Today is the 20th anniversary of two key instruments for the conservation and sustainable use of nature in the EU: the Habitats Directive and LIFE, the EU financing programme for the environment. Twenty years ago, EU Member States unanimously adopted the Habitats Directive to safeguard the most threatened species and habitats across Europe. This was in response to concerns over rapidly declining wildlife and loss of natural habitats, resulting from land-use changes, pollution and urban sprawl. To give species and habitats space to recover, the Directive set up the Natura 2000 network of protected areas and the LIFE financial instrument has provided strategic support to its development.
Two decades after its adoption, the Directive has gone a significant way towards halting the large-scale destruction of our most valuable biodiversity assets, and a number of species and habitats are already showing signs of recovery. The Natura 2000 network contains more than 26,000 protected sites over an area equivalent in size to Germany, Poland and the Czech Republic combined. Almost 18 % of the EU’s territory is now included in the network, along with 200.000 square kilometres of protected areas at sea. Slovenia, for example, has designated over a third of its territory as protected areas.
EU funding for nature conservation has increased in the last 20 years. Adopted at the same time as the Habitats Directive, LIFE has contributed over Eur1.2 billion to the management and restoration of over 2000 Natura 2000 sites across the EU.
LIFE-funded projects are responsible for bringing endangered species back from the brink of extinction, like the Freshwater pearl mussel in Germany and the Czech Republic, the Abruzzo Chamois in Italy, the Hungarian meadow viper and the Spanish Imperial Eagle. LIFE is also supporting the conservation of the fire-bellied toad in Germany, Denmark, Sweden and Latvia.

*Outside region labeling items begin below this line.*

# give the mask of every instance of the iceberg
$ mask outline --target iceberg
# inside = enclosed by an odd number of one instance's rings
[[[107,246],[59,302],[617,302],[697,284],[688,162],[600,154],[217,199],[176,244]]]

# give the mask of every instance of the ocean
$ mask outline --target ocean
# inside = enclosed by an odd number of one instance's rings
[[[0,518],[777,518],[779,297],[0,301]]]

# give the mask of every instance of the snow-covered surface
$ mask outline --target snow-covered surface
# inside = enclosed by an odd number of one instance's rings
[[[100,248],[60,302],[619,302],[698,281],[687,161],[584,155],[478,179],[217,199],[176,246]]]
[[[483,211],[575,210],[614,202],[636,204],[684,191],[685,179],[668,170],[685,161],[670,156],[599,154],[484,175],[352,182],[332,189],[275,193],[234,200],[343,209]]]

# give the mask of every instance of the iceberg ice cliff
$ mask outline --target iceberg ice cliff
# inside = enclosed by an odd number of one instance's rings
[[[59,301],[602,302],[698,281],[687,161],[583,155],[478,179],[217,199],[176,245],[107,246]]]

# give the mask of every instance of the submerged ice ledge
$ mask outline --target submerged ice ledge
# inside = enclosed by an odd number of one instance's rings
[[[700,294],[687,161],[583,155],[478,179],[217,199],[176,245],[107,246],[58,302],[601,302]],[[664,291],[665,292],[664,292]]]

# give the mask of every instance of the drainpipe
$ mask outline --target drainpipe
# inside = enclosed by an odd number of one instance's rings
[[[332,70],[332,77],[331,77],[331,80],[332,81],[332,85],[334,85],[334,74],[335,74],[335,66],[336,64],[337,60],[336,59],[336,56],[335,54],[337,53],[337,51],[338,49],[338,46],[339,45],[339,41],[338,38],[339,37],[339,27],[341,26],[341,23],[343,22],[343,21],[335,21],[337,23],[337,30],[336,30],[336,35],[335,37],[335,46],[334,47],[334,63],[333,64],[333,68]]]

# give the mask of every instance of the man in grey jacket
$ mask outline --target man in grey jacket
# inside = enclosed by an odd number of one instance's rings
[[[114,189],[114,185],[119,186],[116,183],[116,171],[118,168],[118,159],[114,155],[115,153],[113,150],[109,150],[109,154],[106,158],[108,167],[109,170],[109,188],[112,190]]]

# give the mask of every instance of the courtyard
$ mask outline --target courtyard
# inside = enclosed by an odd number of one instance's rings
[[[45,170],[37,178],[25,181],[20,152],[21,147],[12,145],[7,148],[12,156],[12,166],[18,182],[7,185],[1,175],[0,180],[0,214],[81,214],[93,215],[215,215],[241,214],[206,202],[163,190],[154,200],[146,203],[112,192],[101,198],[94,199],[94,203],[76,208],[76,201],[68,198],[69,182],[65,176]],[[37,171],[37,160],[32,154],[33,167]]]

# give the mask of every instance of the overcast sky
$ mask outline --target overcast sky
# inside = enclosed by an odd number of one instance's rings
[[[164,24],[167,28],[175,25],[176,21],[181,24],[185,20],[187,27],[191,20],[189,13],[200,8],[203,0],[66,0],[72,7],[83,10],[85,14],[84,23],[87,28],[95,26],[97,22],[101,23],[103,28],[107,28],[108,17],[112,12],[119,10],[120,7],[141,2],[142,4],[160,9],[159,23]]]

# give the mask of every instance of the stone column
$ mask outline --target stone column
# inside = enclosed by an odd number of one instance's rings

The large-scale destruction of valuable wildlife-rich habitats has been halted thanks to a great number of practical restoration projects across the EU such as those for protecting sand dunes in Lithuania, cleaning Posidonia beds of alien species in France, as well as restoring the Danube in Austria, the deciduous forest in Sweden, wetlands in the Netherlands, raised bogs in Poland and Denmark. Many of these initiatives have been supported by LIFE.